Usando CRISPR/Cas9 Gene edição para investigar a atividade oncogênica do mutante Calreticulin em células hematopoiéticas dependentes de Cytokine

Published: January 05, 2018
doi:
10.3791/56726
,
1Division of Hematology, Department of Medicine,Brigham and Women’s Hospital, Harvard Medical School, 2Broad Institute, 3Dana-Farber Cancer Institute,Harvard Medical School

Summary

Gene alvo edição usando CRISPR/Cas9 facilitou muito a compreensão das funções biológicas dos genes. Aqui, nós utilizamos a metodologia CRISPR/Cas9 a mutações de calreticulin modelo em células hematopoiéticas dependentes de citocina para estudar sua atividade oncogênica.

Abstract

Clusterizado regularmente intercaladas curtas palíndromos repetições (CRISPR) é um sistema de imunidade adaptativa em procariontes que tem sido reaproveitado pelos cientistas para gerar nucleases RNA-guiada, tais como CRISPR-associado (Cas) 9 para site-specific do genoma eucariótico edição. Engenharia de genoma por Cas9 é usada eficientemente, facilmente e robustamente modificar genes endógenos em muitas linhas de células de mamíferos biomedically relevantes e organismos.
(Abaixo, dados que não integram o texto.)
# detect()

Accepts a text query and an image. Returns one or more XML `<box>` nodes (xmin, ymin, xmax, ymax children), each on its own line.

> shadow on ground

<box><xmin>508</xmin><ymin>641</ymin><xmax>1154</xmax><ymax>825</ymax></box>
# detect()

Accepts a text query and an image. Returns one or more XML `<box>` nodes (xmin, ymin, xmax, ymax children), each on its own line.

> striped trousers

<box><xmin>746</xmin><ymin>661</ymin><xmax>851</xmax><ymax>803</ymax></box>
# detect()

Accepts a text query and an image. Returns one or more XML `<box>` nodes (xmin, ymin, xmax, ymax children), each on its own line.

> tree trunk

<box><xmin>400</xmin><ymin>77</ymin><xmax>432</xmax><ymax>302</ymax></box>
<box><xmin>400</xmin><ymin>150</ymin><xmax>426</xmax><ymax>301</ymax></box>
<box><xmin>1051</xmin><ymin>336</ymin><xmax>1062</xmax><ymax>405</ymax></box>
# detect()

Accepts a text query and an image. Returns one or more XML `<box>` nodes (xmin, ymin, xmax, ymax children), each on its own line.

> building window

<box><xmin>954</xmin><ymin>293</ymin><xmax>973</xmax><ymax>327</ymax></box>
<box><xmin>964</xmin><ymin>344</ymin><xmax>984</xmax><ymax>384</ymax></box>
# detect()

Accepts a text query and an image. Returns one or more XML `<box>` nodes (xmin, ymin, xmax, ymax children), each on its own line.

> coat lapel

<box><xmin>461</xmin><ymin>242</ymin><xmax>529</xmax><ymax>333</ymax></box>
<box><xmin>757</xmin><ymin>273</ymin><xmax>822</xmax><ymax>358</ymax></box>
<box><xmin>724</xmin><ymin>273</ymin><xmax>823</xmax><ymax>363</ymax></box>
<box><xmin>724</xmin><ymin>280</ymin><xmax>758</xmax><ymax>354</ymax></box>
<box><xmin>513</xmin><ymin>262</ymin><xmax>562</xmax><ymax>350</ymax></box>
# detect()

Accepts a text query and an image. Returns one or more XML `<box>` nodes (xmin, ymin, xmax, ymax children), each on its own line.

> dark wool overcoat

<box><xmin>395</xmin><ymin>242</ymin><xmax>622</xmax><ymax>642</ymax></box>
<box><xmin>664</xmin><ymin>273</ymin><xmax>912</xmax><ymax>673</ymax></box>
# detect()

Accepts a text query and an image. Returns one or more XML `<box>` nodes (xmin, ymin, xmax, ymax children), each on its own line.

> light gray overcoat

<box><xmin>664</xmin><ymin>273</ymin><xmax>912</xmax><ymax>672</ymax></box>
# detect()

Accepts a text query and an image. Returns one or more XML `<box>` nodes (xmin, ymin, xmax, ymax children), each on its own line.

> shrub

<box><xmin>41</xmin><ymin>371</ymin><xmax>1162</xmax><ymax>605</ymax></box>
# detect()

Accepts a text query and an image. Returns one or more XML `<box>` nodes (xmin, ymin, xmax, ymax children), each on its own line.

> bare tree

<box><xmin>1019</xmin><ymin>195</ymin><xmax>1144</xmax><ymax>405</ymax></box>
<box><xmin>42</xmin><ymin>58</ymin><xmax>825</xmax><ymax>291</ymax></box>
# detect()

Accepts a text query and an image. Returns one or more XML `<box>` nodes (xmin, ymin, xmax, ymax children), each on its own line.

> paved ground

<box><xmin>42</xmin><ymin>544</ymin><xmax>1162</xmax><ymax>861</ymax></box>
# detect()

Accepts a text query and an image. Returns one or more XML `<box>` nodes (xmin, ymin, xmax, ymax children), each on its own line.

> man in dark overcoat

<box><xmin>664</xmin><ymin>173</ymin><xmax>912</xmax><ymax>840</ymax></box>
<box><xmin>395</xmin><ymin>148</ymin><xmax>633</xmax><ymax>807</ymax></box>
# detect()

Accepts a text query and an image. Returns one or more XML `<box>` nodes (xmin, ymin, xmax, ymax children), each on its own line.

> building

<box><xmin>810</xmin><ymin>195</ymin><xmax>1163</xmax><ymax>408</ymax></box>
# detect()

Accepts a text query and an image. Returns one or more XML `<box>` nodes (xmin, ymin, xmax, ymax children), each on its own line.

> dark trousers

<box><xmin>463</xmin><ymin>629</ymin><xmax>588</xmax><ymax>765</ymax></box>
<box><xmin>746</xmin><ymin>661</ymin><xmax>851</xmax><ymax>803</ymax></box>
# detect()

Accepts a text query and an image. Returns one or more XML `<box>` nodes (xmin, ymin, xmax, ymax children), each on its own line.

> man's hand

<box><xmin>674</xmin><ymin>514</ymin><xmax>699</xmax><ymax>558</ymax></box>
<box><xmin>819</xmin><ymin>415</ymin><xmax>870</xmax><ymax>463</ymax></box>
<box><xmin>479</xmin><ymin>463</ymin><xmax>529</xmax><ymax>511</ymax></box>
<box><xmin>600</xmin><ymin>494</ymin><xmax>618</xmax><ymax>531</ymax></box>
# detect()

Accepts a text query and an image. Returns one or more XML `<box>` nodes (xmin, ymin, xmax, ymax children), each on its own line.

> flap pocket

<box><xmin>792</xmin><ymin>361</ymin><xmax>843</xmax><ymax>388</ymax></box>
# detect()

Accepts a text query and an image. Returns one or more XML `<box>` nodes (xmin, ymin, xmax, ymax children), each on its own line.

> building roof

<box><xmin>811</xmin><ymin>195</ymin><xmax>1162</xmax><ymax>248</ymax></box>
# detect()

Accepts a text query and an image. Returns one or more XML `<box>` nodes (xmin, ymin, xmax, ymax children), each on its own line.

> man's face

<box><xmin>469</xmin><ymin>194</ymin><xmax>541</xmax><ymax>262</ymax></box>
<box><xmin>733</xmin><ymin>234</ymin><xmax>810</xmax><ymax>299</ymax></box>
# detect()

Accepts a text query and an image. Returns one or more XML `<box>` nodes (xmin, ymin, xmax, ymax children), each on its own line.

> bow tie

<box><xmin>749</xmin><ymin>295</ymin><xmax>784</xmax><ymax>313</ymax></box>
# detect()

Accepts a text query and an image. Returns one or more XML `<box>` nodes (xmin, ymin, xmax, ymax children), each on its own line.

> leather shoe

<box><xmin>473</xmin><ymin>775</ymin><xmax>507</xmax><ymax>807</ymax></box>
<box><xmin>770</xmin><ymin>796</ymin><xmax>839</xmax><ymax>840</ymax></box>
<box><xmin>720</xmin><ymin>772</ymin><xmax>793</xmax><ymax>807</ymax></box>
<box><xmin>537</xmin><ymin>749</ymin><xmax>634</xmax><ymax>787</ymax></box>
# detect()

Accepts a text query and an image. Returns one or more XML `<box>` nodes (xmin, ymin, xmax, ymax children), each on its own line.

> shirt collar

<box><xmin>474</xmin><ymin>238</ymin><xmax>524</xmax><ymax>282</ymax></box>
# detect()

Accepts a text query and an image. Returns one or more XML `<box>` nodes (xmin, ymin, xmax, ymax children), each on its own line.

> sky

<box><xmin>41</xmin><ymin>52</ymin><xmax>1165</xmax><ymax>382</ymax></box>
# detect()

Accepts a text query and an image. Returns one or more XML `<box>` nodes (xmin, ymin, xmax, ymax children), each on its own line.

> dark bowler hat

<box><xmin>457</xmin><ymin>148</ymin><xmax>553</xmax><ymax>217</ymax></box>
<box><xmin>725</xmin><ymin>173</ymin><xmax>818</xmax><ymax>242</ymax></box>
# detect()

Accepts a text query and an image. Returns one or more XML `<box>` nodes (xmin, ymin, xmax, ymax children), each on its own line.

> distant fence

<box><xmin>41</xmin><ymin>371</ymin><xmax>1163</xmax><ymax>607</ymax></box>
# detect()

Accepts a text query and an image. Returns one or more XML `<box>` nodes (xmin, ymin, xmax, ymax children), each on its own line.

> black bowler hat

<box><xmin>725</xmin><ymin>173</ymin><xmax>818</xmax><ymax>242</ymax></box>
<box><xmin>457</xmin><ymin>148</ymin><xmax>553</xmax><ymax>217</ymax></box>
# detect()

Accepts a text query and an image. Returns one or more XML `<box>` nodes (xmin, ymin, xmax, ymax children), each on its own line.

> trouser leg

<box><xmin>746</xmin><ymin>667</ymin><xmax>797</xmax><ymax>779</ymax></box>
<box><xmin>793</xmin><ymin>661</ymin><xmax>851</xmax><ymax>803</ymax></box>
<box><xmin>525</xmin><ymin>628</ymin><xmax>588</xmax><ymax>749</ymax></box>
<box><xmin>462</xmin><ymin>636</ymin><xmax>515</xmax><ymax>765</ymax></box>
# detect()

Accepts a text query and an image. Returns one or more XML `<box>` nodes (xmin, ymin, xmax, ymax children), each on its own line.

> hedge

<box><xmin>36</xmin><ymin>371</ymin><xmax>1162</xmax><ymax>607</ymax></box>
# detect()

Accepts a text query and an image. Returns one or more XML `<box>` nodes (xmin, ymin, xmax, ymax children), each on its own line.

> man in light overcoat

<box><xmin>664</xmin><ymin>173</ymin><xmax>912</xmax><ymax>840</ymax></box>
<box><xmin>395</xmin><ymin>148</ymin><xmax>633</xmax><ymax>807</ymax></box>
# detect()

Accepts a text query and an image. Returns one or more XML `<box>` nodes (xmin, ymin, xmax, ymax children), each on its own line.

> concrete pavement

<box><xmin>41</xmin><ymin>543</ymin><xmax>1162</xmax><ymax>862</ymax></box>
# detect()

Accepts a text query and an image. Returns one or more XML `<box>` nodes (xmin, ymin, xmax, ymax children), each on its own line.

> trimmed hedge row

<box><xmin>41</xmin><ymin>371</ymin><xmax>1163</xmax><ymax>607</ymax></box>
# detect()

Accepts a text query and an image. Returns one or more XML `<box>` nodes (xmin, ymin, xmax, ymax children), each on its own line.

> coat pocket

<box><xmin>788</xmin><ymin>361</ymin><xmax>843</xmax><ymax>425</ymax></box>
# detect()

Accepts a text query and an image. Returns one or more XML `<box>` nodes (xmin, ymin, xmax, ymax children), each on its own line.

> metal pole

Aqui mostramos um exemplo de como utilizar a metodologia CRISPR/Cas9 para entender a função biológica de mutações genéticas específicas. Usamos modelos calreticulin (CALR) mutações em murino interleucina-3 (3 mIL) dependentes pro-B (Ba/F3) células pela entrega de RNAs de guia única (sgRNAs) visando o locus Calr endógeno na região específica onde inserção e/ou exclusão (indel ) CALR mutações ocorrem em pacientes com Neoplasias mieloproliferativas (MPN), um tipo de câncer de sangue. Os sgRNAs criar quebras da cadeia dupla (DSBs) na região alvo que são reparadas por fim não-homóloga ingressar (NHEJ) para dar puntuais de vários tamanhos. Então, nós empregamos o ensaio de transformação celular Ba/F3 padrão para entender o efeito da expressão de nível fisiológico de Calr mutações na transformação celular hematopoiética. Esta abordagem pode ser aplicada a outros genes para estudar sua função biológica em várias linhas de células de mamíferos.

Introduction

CRISPR/Cas9 tecnologia recentemente revolucionou o genoma alvo edição nos organismos e células vivas. Tornou-se uma ferramenta extremamente poderosa para a investigação biomédica e atualmente está sendo utilizado como uma avenida de potencial para a terapia de doenças genéticas1. A base para todas as ferramentas de edição de genoma baseia-se na criação de uma induzida por nuclease DNA encalhada interrupção dupla (DSB) no locus genômico a ser modificado. Os DSBs podem ser reparados pelo não-homóloga final-adesão (NHEJ) ou reparação de homologia-dirigido (HDR)2,3. A vantagem da nuclease Cas9 sobre outro genoma engenharia nucleases, tais como as nucleases de dedo de zinco (ZFNs) e nucleases efetoras como ativador de transcrição (TALENs) é sua dependência de RNA para o direcionamento da nuclease para uma sequência de DNA desejada, em comparação para as interações proteína-ADN encontradas em ZFNs e TALENs2,3.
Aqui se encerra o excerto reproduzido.